Practice Business is beginning a series on how to harness holidays for the benefit of GP surgeries. Following on from our Halloween special, this article explores how you can infuse your practice with Christmas spirit to ensure patient, staff and wider healthcare happiness this festive season
Holidays can be notorious times for the health service. People are often frantic and excitable, meaning accidents are at an all time high. Christmas is especially hazardous. As we balance our stars on the tops of Christmas trees, and revel in the merriment of mulled wine, we are more likely to topple and tumble, or strain our shoulders when taking the turkey out of the oven.
But Christmas is also a time of immense fun, and no-one should miss out on that on the grounds of their profession.
At Practice Business we hear and see the gloom spreading over health care news at this time of year, and we want to offer a small antidote: a guide to using Christmas, with all its accompanying wonders, to your advantage. We can’t stop the ice or viruses from spreading, but we can offer some guidance on how you can harness festivity for the benefits of both practice staff and patients.
Consider this our gift to you this Christmas!
1. The festive incentive: deck your practice with boughs of holly
Decorating your practice is a great way of improving patient satisfaction during the holiday season and can also help put a smile on the faces of practice staff, especially as they are working long hours and may not have much time off to celebrate. Investing in a fake Christmas tree avoids creating an allergic environment in the surgery and won’t add to ‘Christmas tree syndrome’ which surges during the holiday season.
As well as creating a Christmas aesthetic in your practice, you can also put out cardboard, safety scissors and some colouring utensils for children to make their own Christmas tree decorations as they wait for their appointments. You could even put a donation box next to the tree to encourage parents to help raise funds for a charity or for your practice to bolster its enhanced services. This is a fantastic, simple and inexpensive way to use the Christmas spirit to encourage children’s creativity whilst earning a bit of extra money – it’s sure to go down a festive treat with families in your practice.
2. Organise a smashing surgery Christmas party
As practice manager or GP partner, organising the Christmas party may fall to you. This is a great way to boost staff moral during a busy period and can offer an incentive to push them through the darkening, wintry months. It’s also a way to boost your reputation as leader within the surgery. The Christmas party is the perfect platform to show your staff how invested you are in their wellbeing.
It’s tempting for health care professionals to put their patients first and not stop long to celebrate Christmas for themselves. However, a practice Christmas party ensures that your staff can share a vital bonding experience with their colleagues and is a great way to encourage the integration of clinical and non-clinical employees; the key to a cohesive, efficient and friendly practice.
If you’re going for it this year, making sure your party caters to all your staff is really important. Think of the party as a way to make your family practice more of a practice family and make sure you have both alcoholic and non-alcoholic options, and choose a venue diverse enough that the food or atmosphere won’t isolate any members of the practice team.
3. Plan for the Christmas craziness and put up a poster!Christmas is always busy.
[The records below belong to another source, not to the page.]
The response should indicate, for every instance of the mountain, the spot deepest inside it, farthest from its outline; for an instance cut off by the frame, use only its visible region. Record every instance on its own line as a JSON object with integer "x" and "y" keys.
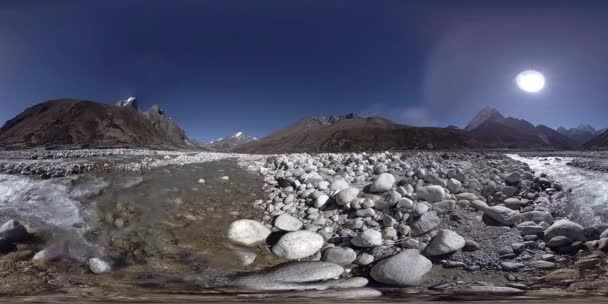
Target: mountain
{"x": 581, "y": 134}
{"x": 345, "y": 133}
{"x": 129, "y": 102}
{"x": 73, "y": 123}
{"x": 492, "y": 130}
{"x": 230, "y": 143}
{"x": 168, "y": 126}
{"x": 599, "y": 142}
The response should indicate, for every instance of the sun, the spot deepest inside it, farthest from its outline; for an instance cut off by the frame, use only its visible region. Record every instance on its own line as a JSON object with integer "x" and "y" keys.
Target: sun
{"x": 530, "y": 81}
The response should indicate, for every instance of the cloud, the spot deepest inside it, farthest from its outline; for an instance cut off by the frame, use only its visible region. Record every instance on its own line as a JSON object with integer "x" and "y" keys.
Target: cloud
{"x": 419, "y": 116}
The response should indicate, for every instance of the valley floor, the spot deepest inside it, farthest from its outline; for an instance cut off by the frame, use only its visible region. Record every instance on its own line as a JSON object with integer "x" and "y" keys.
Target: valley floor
{"x": 486, "y": 223}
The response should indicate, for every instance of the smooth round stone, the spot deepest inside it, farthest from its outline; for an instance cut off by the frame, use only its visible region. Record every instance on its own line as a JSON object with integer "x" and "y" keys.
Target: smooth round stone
{"x": 287, "y": 222}
{"x": 339, "y": 255}
{"x": 298, "y": 245}
{"x": 383, "y": 183}
{"x": 404, "y": 269}
{"x": 431, "y": 194}
{"x": 247, "y": 232}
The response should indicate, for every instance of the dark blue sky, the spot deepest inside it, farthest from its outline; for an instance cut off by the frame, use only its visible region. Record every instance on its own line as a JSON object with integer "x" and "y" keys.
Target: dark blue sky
{"x": 223, "y": 66}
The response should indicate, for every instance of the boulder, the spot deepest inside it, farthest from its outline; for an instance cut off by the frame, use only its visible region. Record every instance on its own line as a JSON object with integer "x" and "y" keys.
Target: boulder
{"x": 367, "y": 238}
{"x": 425, "y": 223}
{"x": 247, "y": 232}
{"x": 298, "y": 245}
{"x": 383, "y": 183}
{"x": 566, "y": 228}
{"x": 502, "y": 215}
{"x": 287, "y": 222}
{"x": 404, "y": 269}
{"x": 433, "y": 193}
{"x": 446, "y": 241}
You can relieve the burden on your practice by empowering your patients to have more agency over their health. Put a poster up in your practice to alert them to some of the most common Christmas health hazards, such as falling whilst hanging lights, treading on broken glass baubles and young children swallowing decorations (unfortunately, many of them look temptingly edible).
Make sure they know to turn to their local out-of-hours GP surgery, A&E or to ring NHS 111 if they get sick or injured during times when you are shut for the holidays.
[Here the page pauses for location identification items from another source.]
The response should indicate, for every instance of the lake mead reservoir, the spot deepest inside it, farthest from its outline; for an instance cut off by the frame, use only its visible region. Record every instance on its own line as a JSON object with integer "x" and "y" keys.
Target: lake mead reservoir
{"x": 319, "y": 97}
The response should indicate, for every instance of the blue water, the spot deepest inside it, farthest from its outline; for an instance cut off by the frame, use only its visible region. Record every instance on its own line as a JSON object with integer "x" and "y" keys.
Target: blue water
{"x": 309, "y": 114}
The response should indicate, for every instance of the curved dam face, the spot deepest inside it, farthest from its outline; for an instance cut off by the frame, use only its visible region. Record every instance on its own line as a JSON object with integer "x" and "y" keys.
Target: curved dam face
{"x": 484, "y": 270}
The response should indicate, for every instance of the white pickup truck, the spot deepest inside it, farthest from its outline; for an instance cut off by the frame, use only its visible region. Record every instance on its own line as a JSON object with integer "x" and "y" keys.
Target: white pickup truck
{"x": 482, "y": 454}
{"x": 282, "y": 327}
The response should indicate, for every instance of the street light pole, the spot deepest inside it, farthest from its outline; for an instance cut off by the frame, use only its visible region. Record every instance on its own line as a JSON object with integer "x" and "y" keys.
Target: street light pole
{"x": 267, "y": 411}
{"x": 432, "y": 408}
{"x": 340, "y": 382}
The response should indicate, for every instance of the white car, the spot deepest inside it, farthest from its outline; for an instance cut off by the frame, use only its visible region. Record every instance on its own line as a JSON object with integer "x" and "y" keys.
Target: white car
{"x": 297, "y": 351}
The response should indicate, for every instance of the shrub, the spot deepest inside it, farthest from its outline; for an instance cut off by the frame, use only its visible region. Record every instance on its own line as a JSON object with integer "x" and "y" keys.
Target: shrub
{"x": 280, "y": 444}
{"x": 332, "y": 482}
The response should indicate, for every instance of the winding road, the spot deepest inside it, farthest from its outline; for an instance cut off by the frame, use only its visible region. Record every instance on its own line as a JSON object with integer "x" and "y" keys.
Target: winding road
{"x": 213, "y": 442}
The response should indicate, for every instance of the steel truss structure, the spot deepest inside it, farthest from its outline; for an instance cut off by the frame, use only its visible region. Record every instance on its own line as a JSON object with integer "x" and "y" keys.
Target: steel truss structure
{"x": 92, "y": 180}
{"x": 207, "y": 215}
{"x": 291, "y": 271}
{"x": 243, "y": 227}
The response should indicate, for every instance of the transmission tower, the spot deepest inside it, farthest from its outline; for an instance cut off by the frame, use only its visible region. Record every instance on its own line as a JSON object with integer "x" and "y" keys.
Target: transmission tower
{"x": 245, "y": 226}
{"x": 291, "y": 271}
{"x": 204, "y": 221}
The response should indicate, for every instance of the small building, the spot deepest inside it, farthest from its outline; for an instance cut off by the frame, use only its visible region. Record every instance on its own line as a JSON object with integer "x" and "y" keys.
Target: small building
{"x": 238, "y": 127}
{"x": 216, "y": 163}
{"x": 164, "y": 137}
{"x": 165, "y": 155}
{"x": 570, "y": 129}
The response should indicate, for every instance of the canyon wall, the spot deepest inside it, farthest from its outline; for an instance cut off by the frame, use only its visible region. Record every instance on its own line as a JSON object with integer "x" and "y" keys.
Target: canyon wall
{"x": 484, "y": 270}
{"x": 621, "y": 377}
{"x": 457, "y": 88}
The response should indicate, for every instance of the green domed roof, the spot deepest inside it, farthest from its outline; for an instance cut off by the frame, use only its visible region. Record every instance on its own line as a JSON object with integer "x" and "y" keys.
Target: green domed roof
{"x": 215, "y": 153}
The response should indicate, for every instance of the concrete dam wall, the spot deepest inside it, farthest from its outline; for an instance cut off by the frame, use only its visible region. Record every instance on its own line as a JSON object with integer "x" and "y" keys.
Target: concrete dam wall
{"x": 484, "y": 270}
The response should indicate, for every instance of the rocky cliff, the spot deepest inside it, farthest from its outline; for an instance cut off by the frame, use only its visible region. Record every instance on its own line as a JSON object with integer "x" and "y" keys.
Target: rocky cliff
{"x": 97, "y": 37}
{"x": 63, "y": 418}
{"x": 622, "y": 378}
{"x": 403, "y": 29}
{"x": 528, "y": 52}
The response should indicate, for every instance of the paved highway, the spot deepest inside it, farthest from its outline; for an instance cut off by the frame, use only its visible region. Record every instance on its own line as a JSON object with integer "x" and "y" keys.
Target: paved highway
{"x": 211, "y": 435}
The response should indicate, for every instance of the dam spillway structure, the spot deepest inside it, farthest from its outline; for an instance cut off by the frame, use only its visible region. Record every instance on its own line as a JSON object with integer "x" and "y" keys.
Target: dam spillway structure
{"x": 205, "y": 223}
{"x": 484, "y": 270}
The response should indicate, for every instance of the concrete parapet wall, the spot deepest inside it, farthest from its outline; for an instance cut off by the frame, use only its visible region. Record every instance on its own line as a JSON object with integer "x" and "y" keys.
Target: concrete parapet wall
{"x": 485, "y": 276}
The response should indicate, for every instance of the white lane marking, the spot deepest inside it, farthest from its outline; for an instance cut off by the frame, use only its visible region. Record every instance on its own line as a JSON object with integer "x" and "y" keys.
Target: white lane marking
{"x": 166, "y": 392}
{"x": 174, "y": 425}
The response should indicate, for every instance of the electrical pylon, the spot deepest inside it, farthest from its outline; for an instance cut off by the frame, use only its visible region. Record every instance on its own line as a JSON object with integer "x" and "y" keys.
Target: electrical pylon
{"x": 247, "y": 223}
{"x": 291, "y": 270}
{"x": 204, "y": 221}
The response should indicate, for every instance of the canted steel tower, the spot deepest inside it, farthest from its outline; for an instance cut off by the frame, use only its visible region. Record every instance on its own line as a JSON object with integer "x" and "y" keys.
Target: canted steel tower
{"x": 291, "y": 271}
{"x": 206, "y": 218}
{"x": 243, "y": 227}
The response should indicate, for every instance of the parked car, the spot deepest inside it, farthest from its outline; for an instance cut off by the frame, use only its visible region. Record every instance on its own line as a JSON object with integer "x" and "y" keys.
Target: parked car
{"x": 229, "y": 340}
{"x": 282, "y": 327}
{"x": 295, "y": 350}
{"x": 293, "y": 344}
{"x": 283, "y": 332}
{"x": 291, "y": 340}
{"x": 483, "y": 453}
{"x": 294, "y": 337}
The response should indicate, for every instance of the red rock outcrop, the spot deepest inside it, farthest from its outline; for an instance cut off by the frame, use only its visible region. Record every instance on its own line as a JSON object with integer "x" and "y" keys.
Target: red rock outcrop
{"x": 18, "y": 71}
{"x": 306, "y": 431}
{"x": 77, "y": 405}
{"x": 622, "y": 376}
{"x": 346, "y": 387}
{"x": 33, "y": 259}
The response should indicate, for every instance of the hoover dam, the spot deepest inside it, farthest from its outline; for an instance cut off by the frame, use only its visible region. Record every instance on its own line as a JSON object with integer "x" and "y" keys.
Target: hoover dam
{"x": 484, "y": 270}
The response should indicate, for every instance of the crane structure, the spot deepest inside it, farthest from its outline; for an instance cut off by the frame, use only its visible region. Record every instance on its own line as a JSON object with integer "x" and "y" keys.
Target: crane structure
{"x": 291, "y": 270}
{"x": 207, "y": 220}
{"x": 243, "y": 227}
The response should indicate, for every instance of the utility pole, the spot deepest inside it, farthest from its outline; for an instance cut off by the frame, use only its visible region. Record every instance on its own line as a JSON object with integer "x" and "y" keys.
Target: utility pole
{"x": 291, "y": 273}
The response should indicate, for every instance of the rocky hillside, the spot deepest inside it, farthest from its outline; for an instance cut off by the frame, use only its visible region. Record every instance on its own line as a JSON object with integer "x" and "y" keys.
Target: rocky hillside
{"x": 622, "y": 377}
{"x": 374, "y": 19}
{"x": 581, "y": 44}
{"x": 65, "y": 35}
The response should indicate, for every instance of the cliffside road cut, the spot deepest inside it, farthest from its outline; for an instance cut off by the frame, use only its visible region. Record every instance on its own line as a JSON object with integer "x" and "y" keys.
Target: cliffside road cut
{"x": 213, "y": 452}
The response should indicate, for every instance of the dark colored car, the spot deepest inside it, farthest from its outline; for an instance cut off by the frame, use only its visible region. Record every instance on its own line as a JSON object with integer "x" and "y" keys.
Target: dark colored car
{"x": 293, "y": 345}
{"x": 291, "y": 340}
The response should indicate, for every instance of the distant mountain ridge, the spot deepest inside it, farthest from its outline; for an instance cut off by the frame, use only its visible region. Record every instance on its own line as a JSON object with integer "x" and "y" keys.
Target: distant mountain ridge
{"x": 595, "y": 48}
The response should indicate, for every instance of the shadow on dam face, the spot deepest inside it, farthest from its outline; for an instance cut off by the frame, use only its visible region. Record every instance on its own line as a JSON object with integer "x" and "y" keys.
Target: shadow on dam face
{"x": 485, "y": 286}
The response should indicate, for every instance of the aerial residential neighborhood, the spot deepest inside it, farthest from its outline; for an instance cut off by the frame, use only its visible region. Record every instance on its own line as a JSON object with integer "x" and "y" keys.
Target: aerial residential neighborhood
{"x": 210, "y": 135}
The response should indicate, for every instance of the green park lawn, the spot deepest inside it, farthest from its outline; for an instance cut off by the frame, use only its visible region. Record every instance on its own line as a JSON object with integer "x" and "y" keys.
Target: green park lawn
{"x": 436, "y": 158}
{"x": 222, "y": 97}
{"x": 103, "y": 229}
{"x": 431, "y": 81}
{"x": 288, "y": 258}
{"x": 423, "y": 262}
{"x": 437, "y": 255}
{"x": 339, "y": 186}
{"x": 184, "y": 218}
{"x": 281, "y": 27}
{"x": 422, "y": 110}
Posters are proven to bolster patient compliance, so a Christmas-themed one can add Christmas sparkle to your practice whilst reminding those in the waiting room to take good care of themselves and their families.
4. Christmas is all about giving… so encourage patients to give blood this holiday season.
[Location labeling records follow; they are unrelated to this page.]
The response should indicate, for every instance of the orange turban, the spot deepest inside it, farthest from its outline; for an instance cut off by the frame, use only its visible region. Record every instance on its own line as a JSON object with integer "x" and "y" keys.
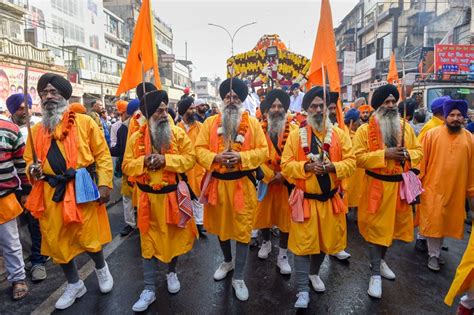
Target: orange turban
{"x": 121, "y": 106}
{"x": 78, "y": 108}
{"x": 364, "y": 108}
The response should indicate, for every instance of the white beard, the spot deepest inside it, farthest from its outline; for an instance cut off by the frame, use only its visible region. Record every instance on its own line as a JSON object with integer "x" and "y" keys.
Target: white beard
{"x": 160, "y": 134}
{"x": 389, "y": 122}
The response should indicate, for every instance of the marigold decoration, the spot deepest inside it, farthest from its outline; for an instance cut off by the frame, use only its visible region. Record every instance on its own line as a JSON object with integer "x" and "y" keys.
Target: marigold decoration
{"x": 304, "y": 130}
{"x": 239, "y": 138}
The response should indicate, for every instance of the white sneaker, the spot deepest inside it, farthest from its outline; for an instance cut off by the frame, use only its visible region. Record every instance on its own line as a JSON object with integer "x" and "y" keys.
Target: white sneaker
{"x": 106, "y": 282}
{"x": 282, "y": 263}
{"x": 173, "y": 282}
{"x": 265, "y": 250}
{"x": 317, "y": 283}
{"x": 73, "y": 291}
{"x": 241, "y": 291}
{"x": 223, "y": 270}
{"x": 385, "y": 271}
{"x": 375, "y": 287}
{"x": 146, "y": 298}
{"x": 303, "y": 300}
{"x": 342, "y": 255}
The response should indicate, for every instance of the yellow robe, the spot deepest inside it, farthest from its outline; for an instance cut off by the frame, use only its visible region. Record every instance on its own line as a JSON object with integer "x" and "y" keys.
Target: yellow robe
{"x": 274, "y": 209}
{"x": 432, "y": 123}
{"x": 195, "y": 174}
{"x": 163, "y": 241}
{"x": 464, "y": 278}
{"x": 447, "y": 174}
{"x": 386, "y": 224}
{"x": 222, "y": 219}
{"x": 354, "y": 186}
{"x": 64, "y": 242}
{"x": 324, "y": 231}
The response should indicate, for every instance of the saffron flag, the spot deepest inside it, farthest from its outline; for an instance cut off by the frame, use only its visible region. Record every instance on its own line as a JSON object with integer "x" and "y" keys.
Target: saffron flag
{"x": 143, "y": 47}
{"x": 324, "y": 53}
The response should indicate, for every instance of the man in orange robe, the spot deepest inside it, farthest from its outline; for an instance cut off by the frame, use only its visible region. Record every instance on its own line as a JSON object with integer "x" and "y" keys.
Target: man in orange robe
{"x": 273, "y": 208}
{"x": 447, "y": 174}
{"x": 68, "y": 144}
{"x": 192, "y": 127}
{"x": 382, "y": 215}
{"x": 231, "y": 146}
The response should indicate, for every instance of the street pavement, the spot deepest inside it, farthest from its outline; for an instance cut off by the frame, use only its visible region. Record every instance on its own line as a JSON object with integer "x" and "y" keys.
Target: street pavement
{"x": 416, "y": 290}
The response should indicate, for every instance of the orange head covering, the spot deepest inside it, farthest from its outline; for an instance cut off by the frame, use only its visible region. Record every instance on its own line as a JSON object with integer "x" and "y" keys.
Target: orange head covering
{"x": 78, "y": 108}
{"x": 364, "y": 108}
{"x": 121, "y": 106}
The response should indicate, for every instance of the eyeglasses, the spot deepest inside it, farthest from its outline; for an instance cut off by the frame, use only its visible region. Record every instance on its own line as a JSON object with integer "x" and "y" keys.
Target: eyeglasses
{"x": 45, "y": 93}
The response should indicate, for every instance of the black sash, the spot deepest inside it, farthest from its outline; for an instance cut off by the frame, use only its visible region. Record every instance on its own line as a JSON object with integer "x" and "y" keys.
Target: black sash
{"x": 58, "y": 165}
{"x": 324, "y": 180}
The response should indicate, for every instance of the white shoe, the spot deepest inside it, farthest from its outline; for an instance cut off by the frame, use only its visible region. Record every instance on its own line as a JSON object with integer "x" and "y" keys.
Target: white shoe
{"x": 317, "y": 283}
{"x": 146, "y": 298}
{"x": 72, "y": 292}
{"x": 375, "y": 287}
{"x": 173, "y": 282}
{"x": 265, "y": 250}
{"x": 282, "y": 263}
{"x": 106, "y": 282}
{"x": 303, "y": 300}
{"x": 342, "y": 255}
{"x": 223, "y": 270}
{"x": 385, "y": 271}
{"x": 241, "y": 291}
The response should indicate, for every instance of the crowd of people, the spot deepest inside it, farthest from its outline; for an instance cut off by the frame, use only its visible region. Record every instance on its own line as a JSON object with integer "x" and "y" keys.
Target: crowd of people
{"x": 283, "y": 160}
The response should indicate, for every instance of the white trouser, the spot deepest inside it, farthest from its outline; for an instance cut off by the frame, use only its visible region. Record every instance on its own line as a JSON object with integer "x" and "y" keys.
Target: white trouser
{"x": 434, "y": 246}
{"x": 12, "y": 253}
{"x": 128, "y": 211}
{"x": 198, "y": 211}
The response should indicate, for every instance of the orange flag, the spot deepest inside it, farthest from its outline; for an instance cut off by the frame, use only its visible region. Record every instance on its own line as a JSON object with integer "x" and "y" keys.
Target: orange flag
{"x": 143, "y": 45}
{"x": 324, "y": 53}
{"x": 392, "y": 71}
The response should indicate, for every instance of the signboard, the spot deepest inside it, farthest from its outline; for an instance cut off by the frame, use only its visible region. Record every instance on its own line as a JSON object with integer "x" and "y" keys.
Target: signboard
{"x": 453, "y": 59}
{"x": 349, "y": 63}
{"x": 11, "y": 82}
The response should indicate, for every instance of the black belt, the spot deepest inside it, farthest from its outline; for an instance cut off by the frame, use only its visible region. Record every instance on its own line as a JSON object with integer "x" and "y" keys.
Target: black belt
{"x": 321, "y": 197}
{"x": 389, "y": 178}
{"x": 164, "y": 190}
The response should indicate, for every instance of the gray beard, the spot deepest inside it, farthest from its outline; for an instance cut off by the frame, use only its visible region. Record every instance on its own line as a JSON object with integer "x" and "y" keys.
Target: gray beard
{"x": 160, "y": 134}
{"x": 276, "y": 123}
{"x": 231, "y": 116}
{"x": 51, "y": 118}
{"x": 389, "y": 121}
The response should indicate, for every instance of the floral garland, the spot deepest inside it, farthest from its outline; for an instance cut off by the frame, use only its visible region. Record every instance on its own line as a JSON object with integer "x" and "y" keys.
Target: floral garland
{"x": 168, "y": 177}
{"x": 303, "y": 131}
{"x": 286, "y": 133}
{"x": 239, "y": 138}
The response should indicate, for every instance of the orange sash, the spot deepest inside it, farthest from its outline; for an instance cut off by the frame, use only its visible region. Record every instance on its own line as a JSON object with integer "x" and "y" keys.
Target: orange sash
{"x": 71, "y": 211}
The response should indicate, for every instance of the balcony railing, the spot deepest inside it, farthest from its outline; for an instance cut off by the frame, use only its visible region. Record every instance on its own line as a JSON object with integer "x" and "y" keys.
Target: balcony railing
{"x": 25, "y": 51}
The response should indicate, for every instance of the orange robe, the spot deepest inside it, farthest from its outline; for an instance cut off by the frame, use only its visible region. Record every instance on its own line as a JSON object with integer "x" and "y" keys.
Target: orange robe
{"x": 394, "y": 218}
{"x": 222, "y": 218}
{"x": 447, "y": 174}
{"x": 64, "y": 242}
{"x": 274, "y": 209}
{"x": 195, "y": 174}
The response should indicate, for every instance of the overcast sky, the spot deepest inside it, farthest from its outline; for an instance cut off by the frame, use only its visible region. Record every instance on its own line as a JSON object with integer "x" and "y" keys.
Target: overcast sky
{"x": 208, "y": 47}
Due to the general Christmas franticness, it’s a challenge to collect the right amount of blood this time of year. People are busy and the last thing on their minds is giving blood – but it’s the best gift anyone can give this Christmas, or any Christmas. Again, a poster highlighting how and where patients can give blood locally is an excellent idea.
We hope this guide to using the Christmas spirit for good in your practice has inspired you to embrace the festivity whilst tending to the feverish. Practice Business extends a huge thank you to everyone who works tirelessly through the Christmas period to ensure our health and safety. Have some mulled wine on us!